Так у Пруста происходят так называемые непроизвольные воспоминания, или видения. Они встречаются, как две половинки символа, и узнают друг друга, потому что у них уникальная линия разрыва. И интересно, что структура встречи, называемая непроизвольным воспоминанием, синтезирующая моменты времени, и является лоном синтеза нашей сознательной жизни, не есть рассудочное соединение — не я соединяю один момент с другим, и одно знание не я добавляю к другому, но моя сознательная жизнь в итоге таких воспоминаний является синтетическим продуктом какого-то органа. Этот орган синтезирует всю жизнь, но синтезирует для тех, кто уже поработал. Эта структура встречи и является временем в чистом виде. Тем, что длится и что не подразделимо внутри себя, потому что в непроизвольном воспоминании нет прошлого и будущего — это не воспоминание о прошлом, а прошлое собственнолично, как непосредственно переживаемая сейчас реальность, но при этом не та, которая здесь. Внутри нее вы не можете выделить последовательность состояний. Именно это Пруст и называет — время в чистом виде. Это воздух, которым я должен дышать, воздух времени в чистом виде, питающий артиста, художника. Блейк же скажет: «воздух видений» (просто у него чувствительность была устроена несколько иначе и не позволяла называть некоторые вещи «воспоминаниями»). А Поль Валери считал, что память вообще не работает, что он ничего не помнит. И я тоже, кстати, ничего не помню из своего детства… Не нужно цепляться за слово «память».

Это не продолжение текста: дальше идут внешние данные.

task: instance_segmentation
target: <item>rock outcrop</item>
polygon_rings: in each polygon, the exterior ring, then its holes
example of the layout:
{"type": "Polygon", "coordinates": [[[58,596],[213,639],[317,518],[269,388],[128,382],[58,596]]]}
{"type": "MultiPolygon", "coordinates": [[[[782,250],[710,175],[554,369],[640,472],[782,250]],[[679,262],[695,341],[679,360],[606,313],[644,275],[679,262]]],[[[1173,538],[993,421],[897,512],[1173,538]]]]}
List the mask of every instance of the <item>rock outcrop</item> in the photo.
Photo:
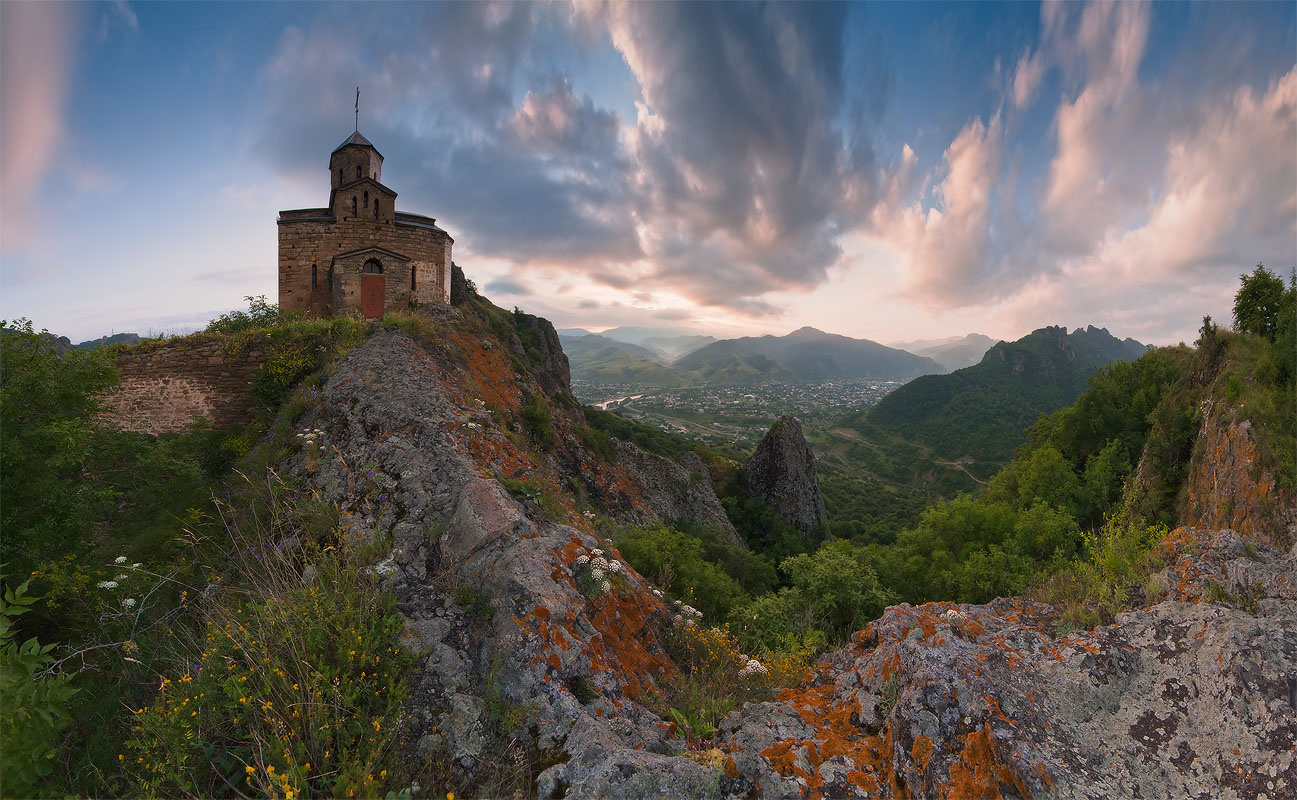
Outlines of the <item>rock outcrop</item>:
{"type": "MultiPolygon", "coordinates": [[[[390,541],[374,569],[419,664],[403,757],[479,794],[512,759],[542,797],[1297,796],[1297,548],[1208,528],[1163,542],[1165,599],[1095,630],[1025,599],[888,608],[730,714],[720,768],[681,757],[672,611],[629,567],[590,580],[580,556],[617,554],[582,511],[721,524],[706,468],[595,455],[556,411],[553,445],[528,443],[541,379],[488,322],[429,320],[427,341],[379,331],[337,364],[298,420],[316,443],[285,465],[350,535],[390,541]]],[[[750,475],[800,469],[794,519],[818,521],[800,427],[777,428],[750,475]]]]}
{"type": "Polygon", "coordinates": [[[420,660],[406,757],[482,786],[503,736],[549,765],[545,796],[712,792],[719,773],[678,757],[682,742],[646,705],[676,673],[661,642],[671,613],[629,568],[611,590],[582,589],[577,558],[615,552],[497,419],[527,389],[507,351],[445,314],[438,346],[380,331],[349,353],[302,421],[323,430],[318,449],[289,464],[340,507],[344,530],[390,537],[375,569],[420,660]],[[562,519],[498,480],[519,477],[546,486],[562,519]]]}
{"type": "Polygon", "coordinates": [[[747,547],[725,516],[725,508],[716,498],[707,464],[694,453],[680,456],[680,462],[645,453],[630,442],[616,442],[617,465],[626,471],[638,485],[641,511],[633,512],[639,524],[661,520],[667,523],[694,523],[721,529],[735,547],[747,547]]]}
{"type": "Polygon", "coordinates": [[[1057,635],[1022,599],[888,608],[721,735],[761,797],[1294,796],[1297,550],[1258,547],[1280,580],[1250,609],[1169,600],[1057,635]]]}
{"type": "Polygon", "coordinates": [[[1184,523],[1196,528],[1231,528],[1249,539],[1280,545],[1297,523],[1263,467],[1252,423],[1208,401],[1185,488],[1184,523]]]}
{"type": "Polygon", "coordinates": [[[795,416],[781,416],[744,465],[747,493],[765,500],[790,525],[815,535],[827,520],[815,453],[795,416]]]}

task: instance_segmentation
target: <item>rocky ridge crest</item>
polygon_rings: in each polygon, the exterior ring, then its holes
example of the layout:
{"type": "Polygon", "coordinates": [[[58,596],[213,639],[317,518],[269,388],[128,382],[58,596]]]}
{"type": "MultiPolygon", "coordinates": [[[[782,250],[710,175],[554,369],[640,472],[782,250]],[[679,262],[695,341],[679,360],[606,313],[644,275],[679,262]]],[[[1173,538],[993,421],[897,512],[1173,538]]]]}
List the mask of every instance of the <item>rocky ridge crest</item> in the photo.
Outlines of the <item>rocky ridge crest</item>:
{"type": "Polygon", "coordinates": [[[629,568],[610,591],[582,581],[580,556],[617,556],[580,502],[632,523],[708,517],[709,482],[625,443],[591,453],[560,381],[546,390],[466,309],[428,319],[431,336],[377,332],[342,359],[302,420],[320,451],[287,465],[353,535],[390,537],[375,569],[420,664],[405,757],[485,786],[507,730],[534,774],[519,790],[546,797],[1294,792],[1297,552],[1189,528],[1163,543],[1165,602],[1062,635],[1022,599],[892,607],[805,683],[732,714],[720,768],[680,757],[655,705],[676,676],[671,609],[629,568]],[[520,421],[536,395],[543,450],[520,421]],[[663,512],[655,485],[680,506],[663,512]]]}
{"type": "Polygon", "coordinates": [[[781,416],[743,467],[747,494],[761,500],[805,535],[815,535],[827,521],[815,453],[802,423],[781,416]]]}

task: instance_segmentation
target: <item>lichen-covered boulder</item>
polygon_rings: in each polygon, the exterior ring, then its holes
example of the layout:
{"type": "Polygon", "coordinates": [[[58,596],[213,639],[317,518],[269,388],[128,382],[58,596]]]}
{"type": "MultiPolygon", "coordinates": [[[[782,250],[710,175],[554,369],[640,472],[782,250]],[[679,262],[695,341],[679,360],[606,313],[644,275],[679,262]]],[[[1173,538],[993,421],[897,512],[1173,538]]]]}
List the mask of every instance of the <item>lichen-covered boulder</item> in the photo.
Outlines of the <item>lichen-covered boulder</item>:
{"type": "MultiPolygon", "coordinates": [[[[1287,598],[1297,552],[1262,559],[1287,598]]],[[[721,735],[767,797],[1297,796],[1297,604],[1257,591],[1061,637],[1029,600],[892,607],[721,735]]]]}

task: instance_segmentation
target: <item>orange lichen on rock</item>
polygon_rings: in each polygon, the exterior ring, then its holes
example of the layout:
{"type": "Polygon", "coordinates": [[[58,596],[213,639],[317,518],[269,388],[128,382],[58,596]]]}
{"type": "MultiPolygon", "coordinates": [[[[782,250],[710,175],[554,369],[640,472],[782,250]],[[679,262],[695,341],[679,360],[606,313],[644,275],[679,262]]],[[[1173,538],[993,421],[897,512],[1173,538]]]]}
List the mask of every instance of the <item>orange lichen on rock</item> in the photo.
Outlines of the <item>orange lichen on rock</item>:
{"type": "Polygon", "coordinates": [[[909,748],[910,757],[918,765],[920,771],[927,771],[927,762],[933,760],[933,740],[920,734],[914,736],[914,746],[909,748]]]}
{"type": "Polygon", "coordinates": [[[903,796],[891,759],[890,725],[885,727],[882,736],[865,734],[852,724],[852,714],[859,711],[855,704],[833,701],[831,683],[785,690],[779,699],[815,729],[815,736],[776,742],[761,751],[761,757],[777,773],[802,778],[811,795],[818,796],[825,788],[820,765],[840,756],[851,765],[846,774],[847,783],[860,788],[866,796],[875,796],[883,786],[891,788],[892,796],[903,796]],[[800,762],[809,769],[804,769],[800,762]]]}
{"type": "Polygon", "coordinates": [[[599,635],[590,641],[590,666],[608,673],[628,696],[638,699],[656,686],[656,676],[676,670],[652,625],[654,617],[665,617],[665,608],[638,593],[613,591],[597,603],[590,624],[599,635]]]}
{"type": "Polygon", "coordinates": [[[960,760],[951,765],[951,781],[940,787],[943,800],[1000,800],[1000,786],[1009,786],[1019,797],[1030,797],[1026,783],[995,755],[991,725],[968,735],[960,760]]]}

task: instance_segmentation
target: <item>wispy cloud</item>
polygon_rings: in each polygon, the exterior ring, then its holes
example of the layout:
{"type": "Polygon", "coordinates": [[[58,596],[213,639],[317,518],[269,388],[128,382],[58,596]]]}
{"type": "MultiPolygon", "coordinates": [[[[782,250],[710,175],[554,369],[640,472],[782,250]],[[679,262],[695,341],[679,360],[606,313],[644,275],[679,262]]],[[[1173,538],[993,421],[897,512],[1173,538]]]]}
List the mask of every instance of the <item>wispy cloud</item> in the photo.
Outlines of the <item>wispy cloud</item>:
{"type": "Polygon", "coordinates": [[[77,31],[66,3],[0,3],[0,253],[48,232],[42,180],[56,166],[77,31]]]}

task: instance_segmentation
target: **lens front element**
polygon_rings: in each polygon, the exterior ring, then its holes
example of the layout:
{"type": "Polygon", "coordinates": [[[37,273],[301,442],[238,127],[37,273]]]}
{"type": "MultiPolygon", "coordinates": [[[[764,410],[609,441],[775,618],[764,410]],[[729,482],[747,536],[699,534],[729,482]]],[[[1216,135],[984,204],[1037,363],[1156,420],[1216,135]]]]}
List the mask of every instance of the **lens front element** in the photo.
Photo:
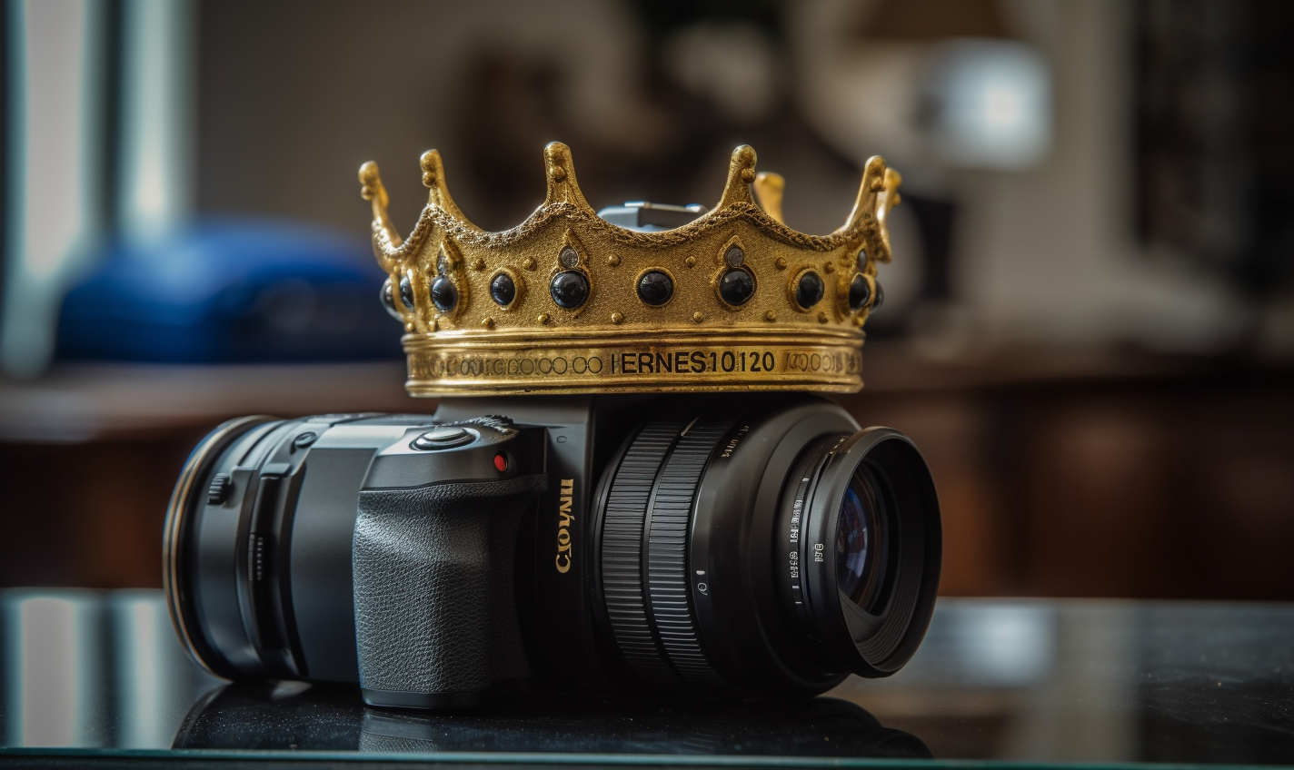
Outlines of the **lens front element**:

Итак, время в чистом виде или структура встречи, которая впервые дает определенность точкам пространства и времени, совпадает с тем, что я называл тавтологической структурой, совпадает со структурой множественно расположенного понимания. Я говорил вам: если я понял, то потому, что уже понимал. Вы мне что-то сказали, и если я понял, значит, сработало то, что было у вас и было у меня в голове. А если этого нет, то я не пойму никогда. Это и означает, что я внутри длительности, и то, что случилось в качестве понимания, — еще не случилось. Как не умер еще Христос, он распят, и если я понимаю, что значит символ или факт распятого Христа, то он еще не умер. И Пруст понимает, что дело не только в воспоминаниях как таковых, потому что сама структура воспоминания относится к явлению нового, к новой истине; по этой структуре я познаю истину, а не только вспоминаю. Поэтому в других случаях он говорит о том, что в каком-то смысле познание можно представить как феномен памяти, в том числе и бессмертие, поскольку речь идет об узнавании или познании истины, и он, имея в виду намек на платоновскую теорию воспоминаний, показывает, что внутри этой структуры мы узнаем то, что уже знали. Следовательно, важно стать тем, чем являешься. Все это я мог бы завершить строками из Гумилева: «О, как божественно соединение извечно созданного друг для друга!» Парадоксальные и вызывающе-красивые афористические формы придавал подобного рода вещам в свое время Оскар Уайльд. Он говорил, что не искусство подражает жизни, а жизнь подражает искусству. Однако более глубокая суть дела в выражении Оскара Уайльда терялась. Ведь если произведения суть формы жизни, суть великие мысли природы, то я могу считать их более реальными, чем наша «реальная» повседневная жизнь.